B.I. Business Intelligence / Pessoal de Análise de Dados e Inteligência de Mercado.

Esse profissional é responsável por mensurar todos os resultados bons e ruins depois que a aplicação estiver no ar. Ele avalia a experiência do usuário através de números, ou seja, KPIs que são indicadores de performance. Esses indicadores são definidos no começo do projeto e tem como foco garantir que os objetivos do projeto sejam alcançados e para isso acontecer o objetivo do usuário deve ser alcançado e consequentemente o objetivo da empresa que é ter lucro, também será alcançado.

Como o comportamento e experiência do usuário afetam os números desses KPIs?

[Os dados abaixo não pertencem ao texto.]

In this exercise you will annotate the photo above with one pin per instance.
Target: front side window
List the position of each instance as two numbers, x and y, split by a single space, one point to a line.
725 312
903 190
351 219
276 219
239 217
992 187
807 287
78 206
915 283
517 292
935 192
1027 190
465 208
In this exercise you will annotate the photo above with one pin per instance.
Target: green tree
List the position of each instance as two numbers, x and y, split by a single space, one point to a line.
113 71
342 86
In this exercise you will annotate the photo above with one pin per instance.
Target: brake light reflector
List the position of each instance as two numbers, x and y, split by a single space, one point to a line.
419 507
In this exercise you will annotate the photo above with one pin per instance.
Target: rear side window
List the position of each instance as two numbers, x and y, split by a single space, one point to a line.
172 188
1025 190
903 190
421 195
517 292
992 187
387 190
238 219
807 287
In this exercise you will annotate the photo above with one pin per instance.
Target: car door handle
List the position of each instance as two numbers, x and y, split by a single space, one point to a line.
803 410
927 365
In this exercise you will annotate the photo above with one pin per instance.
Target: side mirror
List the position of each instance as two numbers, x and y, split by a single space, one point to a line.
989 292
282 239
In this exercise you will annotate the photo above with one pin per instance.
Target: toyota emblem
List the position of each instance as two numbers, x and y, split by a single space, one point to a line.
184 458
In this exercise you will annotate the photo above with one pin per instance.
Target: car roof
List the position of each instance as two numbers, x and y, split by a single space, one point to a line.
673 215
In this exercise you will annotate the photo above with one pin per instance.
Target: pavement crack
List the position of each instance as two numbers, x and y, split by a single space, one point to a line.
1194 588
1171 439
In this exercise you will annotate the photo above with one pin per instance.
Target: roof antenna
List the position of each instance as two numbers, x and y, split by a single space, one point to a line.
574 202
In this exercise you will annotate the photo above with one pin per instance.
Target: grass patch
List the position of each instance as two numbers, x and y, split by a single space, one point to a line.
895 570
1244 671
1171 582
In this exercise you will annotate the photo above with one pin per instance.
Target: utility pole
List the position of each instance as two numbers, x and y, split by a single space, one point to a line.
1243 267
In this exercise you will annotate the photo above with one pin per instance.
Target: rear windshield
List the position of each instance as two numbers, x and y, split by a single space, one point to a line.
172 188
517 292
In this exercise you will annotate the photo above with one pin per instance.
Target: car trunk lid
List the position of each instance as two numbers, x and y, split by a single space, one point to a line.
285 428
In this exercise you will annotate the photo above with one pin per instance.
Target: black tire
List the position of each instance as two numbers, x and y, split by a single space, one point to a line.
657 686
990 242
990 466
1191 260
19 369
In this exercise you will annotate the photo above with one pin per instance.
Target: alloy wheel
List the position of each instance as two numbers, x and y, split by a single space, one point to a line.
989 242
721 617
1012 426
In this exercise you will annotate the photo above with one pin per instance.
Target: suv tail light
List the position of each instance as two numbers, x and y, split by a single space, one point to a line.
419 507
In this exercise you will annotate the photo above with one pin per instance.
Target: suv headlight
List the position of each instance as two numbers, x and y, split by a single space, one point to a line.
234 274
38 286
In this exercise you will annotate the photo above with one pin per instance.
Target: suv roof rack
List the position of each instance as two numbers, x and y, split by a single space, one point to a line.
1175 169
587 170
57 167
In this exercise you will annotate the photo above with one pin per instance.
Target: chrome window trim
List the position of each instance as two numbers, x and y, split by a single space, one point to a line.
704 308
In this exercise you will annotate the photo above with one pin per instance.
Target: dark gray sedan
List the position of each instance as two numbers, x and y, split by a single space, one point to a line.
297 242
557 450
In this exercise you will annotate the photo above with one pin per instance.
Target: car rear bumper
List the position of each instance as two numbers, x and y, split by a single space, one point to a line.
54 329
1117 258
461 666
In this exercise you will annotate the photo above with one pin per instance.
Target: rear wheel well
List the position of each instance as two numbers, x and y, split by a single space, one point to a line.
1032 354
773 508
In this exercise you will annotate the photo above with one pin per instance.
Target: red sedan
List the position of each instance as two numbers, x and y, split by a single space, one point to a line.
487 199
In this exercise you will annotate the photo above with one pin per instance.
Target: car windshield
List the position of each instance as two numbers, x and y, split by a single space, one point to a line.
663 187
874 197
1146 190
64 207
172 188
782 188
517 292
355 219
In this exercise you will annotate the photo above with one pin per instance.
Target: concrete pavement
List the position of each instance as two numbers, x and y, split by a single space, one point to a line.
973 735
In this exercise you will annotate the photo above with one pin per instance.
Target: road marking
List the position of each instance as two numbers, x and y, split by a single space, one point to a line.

Engajamento: trata-se de algo que estimula a vontade do usuário em voltar a visitar uma aplicação continuamente e o engajamento é responsável pela medição da probabilidade dessas visitas. 
Quando o objetivo é engajar o usuário em uma campanha publicitária por exemplo, é necessário medir o tempo de permanência dele na aplicação. Outro bom indicador pode ser uma área para comentários ou avaliações dos usuários.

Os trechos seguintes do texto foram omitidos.